This article is part of our online news archive

Birmingham chemist collaborates with renowned bioartist for new installation exploring the chemical nature of DNA

This October, Birmingham-based art gallery BOM will host The Chemistry of Biology: An Alchemy of DNA, a new installation developed by internationally renowned Bioartist Anna Dumitri in collaboration with Dr Robert Neely from the University of Birmingham.

University of Birmingham Aston Webb building

This October, Birmingham-based art gallery BOM will host The Chemistry of Biology: An Alchemy of DNA, a new installation developed by internationally renowned Bioartist Anna Dumitriu in collaboration with Dr Robert Neely from the University of Birmingham.

Artwork by Bioartist Anna Dumitriu

The new installation explores the chemical nature of DNA - the enigmatic ‘instruction book of life’, a concoction of five elements - oxygen, hydrogen, nitrogen, carbon and phosphorus.

Dumitriu has been collaborating with Dr Neely, a Senior Lecturer at the University of Birmingham’s School of Chemistry, to explore how new chemical tools that allow us to directly visualise the DNA sequence will have far reaching cultural and scientific implications for the future.

Inspired by alchemical desires to change matter into new forms, create a remedy to cure any disease, or find the secret of immortality, Dumitriu weaves together complex alchemical narratives with synthetic biology, DNA sequencing, and new super-resolution imaging technologies to deconstruct what DNA is and what it means to us.

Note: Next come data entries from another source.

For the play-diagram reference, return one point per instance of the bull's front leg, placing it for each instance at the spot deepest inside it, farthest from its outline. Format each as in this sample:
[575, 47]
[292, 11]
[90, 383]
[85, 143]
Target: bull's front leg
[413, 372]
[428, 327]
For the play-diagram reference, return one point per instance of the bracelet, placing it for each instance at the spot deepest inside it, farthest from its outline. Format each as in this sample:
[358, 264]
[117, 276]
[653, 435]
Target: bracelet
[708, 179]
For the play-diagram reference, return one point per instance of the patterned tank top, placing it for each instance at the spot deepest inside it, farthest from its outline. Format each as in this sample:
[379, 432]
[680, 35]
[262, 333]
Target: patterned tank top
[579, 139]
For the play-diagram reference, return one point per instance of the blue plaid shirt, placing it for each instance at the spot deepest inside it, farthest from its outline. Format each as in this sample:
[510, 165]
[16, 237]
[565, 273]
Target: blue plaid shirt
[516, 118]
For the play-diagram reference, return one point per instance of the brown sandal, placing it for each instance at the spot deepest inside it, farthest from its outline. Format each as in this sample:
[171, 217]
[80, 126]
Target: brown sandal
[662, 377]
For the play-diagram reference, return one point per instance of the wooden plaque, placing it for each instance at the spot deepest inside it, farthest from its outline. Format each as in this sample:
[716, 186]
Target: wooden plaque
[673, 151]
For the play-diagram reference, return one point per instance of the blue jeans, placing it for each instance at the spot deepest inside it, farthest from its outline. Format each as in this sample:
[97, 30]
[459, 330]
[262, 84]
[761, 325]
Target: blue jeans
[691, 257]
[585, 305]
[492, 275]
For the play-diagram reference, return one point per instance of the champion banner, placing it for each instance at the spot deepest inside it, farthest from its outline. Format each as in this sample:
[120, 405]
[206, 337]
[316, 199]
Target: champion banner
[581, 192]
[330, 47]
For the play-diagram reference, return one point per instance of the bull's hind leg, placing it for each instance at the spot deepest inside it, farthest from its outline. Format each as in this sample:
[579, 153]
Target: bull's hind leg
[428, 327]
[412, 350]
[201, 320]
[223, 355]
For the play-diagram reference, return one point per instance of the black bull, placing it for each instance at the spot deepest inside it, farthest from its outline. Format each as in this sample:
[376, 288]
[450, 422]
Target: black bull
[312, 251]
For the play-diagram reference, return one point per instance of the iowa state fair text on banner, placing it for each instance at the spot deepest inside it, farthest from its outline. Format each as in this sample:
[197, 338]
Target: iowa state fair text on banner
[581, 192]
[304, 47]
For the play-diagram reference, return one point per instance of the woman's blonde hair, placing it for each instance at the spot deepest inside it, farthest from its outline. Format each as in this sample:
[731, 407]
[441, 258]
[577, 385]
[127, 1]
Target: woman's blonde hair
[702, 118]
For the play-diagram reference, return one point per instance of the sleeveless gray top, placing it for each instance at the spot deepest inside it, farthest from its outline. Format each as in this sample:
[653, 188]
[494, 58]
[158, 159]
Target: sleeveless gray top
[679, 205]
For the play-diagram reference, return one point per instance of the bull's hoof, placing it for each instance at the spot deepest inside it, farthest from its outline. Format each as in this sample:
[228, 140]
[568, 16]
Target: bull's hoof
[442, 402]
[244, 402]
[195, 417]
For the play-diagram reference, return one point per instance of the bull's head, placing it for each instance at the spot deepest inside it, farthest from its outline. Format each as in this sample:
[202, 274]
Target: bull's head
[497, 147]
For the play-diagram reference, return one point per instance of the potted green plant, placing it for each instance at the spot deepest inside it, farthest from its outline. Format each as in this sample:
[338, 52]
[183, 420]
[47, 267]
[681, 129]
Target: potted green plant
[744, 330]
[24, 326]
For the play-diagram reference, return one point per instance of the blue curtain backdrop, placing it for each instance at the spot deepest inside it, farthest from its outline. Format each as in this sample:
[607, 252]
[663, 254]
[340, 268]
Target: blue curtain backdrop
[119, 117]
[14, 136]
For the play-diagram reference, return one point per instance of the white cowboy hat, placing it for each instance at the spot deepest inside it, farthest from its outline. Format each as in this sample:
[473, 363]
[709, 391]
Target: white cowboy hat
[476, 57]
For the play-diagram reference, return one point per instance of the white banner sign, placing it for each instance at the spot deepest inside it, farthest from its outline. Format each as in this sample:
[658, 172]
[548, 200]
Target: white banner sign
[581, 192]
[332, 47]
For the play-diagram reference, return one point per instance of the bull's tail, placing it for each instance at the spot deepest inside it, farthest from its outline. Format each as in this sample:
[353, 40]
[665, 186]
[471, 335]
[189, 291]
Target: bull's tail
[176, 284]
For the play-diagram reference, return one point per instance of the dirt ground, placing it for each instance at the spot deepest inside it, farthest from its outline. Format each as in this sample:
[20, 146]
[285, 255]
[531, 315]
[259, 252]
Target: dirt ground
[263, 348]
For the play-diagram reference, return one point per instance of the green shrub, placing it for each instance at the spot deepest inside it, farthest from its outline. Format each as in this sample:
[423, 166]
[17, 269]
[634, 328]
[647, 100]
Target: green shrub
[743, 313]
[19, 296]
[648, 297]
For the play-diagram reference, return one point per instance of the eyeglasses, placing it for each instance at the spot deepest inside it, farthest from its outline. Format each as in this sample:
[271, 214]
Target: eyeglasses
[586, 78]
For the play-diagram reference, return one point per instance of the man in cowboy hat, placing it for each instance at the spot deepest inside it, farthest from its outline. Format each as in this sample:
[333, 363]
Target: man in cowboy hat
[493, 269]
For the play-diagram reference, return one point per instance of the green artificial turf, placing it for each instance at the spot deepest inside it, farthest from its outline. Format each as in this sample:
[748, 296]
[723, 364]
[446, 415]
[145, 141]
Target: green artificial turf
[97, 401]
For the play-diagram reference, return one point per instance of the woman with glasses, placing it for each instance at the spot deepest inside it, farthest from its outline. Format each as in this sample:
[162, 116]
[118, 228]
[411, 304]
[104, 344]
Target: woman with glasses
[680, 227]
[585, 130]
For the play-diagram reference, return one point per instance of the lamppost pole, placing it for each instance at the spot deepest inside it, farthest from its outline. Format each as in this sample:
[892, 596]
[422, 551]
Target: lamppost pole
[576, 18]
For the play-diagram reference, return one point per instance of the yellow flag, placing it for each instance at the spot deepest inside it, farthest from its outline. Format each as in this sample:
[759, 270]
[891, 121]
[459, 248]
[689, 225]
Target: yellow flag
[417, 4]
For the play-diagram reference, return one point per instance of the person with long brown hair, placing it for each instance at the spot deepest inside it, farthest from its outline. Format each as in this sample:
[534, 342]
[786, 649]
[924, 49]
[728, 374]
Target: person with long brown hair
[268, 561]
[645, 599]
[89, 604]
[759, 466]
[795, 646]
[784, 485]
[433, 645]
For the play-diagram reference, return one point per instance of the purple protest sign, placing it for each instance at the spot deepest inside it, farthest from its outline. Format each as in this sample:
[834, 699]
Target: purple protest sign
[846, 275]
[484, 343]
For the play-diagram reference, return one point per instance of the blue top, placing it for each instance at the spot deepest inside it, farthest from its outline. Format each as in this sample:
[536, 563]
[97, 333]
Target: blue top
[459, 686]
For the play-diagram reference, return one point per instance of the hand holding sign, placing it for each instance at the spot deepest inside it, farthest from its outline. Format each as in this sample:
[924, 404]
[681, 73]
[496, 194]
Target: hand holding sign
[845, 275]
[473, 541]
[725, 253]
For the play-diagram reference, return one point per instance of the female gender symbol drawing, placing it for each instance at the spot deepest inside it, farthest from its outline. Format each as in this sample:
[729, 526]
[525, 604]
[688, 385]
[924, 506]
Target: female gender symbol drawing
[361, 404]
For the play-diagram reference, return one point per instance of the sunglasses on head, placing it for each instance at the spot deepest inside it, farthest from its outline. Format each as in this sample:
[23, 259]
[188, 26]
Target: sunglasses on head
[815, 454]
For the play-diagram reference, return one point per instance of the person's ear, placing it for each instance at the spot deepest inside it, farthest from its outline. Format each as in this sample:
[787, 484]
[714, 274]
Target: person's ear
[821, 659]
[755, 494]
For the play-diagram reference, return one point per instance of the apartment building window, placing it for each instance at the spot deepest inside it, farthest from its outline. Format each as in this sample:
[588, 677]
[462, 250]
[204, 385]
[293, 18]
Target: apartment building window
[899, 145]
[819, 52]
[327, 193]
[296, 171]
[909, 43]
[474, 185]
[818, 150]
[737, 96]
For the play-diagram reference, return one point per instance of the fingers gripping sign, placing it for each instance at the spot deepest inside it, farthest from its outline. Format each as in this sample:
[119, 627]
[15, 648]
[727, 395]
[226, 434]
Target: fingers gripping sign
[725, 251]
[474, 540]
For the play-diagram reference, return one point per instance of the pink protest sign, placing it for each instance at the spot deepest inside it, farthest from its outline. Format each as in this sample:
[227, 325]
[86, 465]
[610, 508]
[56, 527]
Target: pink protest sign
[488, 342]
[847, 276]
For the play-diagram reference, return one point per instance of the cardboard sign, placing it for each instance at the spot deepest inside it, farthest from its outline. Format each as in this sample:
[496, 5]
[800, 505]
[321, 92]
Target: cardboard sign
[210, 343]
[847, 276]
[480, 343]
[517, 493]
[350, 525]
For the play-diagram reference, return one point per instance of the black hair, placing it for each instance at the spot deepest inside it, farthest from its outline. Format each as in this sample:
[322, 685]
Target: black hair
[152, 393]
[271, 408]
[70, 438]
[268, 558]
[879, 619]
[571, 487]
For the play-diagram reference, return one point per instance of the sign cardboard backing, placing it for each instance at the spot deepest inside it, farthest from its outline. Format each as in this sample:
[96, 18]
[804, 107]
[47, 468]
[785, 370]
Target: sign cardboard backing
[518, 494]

The installation will run 12- 26 October 2017. Entry to the exhibition is free. BOM is open to the public Wednesday – Saturday, 12:00 – 5:00pm.  An Exhibition opening reception featuring a discussion between Anna Dumitriu and Dr Rob Neely chaired by Louise Latter, and followed by drinks and DNA/chemistry activities, will be held  on 11 October 2017.

Reflecting on the collaboration, Dr Neely said: "Anna has had a really positive impact on my lab. We’ve been challenged to think about the work we do from a different perspective and that shift in context always stimulates new ideas and discussion.

"Anna is a great connector of people and has begun to link our work into a much larger network of artists and labs. The challenge now is to take some of those ideas forward and to do some really exciting new science."

Dr Neely joined the School of Chemistry at the University of Birmingham in the summer of 2014. The Neely lab focuses on the application of the DNA methyltransferase enzymes as tools for biotechnology and on single-molecule and super-resolution imaging at the interface between chemistry and biology.

Anna Dumitriu is a British artist whose work fuses craft, technology and bioscience to explore our relationship to microbiology and emerging technologies. She is currently artist in residence in the Department of Chemistry at the University of Birmingham. She also holds artist-in-residence posts with the Modernising Medical Microbiology Project at the University of Oxford; at the Department of Computer Science at The University of Hertfordshire, and at the Wellcome Trust Brighton and Sussex Centre for Global Health Research.

BOM is gallery and collaborative organisation forging a new model of practice at the intersection of art, technology and science with measurable social impact. By making sustained investment in a community of Fellows, and developing strategic projects and partnerships, BOM tests pioneering ideas that investigate the transformative value of the arts across education, health and society.

The collaboration has been funded by a Leverhulme Trust Artist in Residence Award.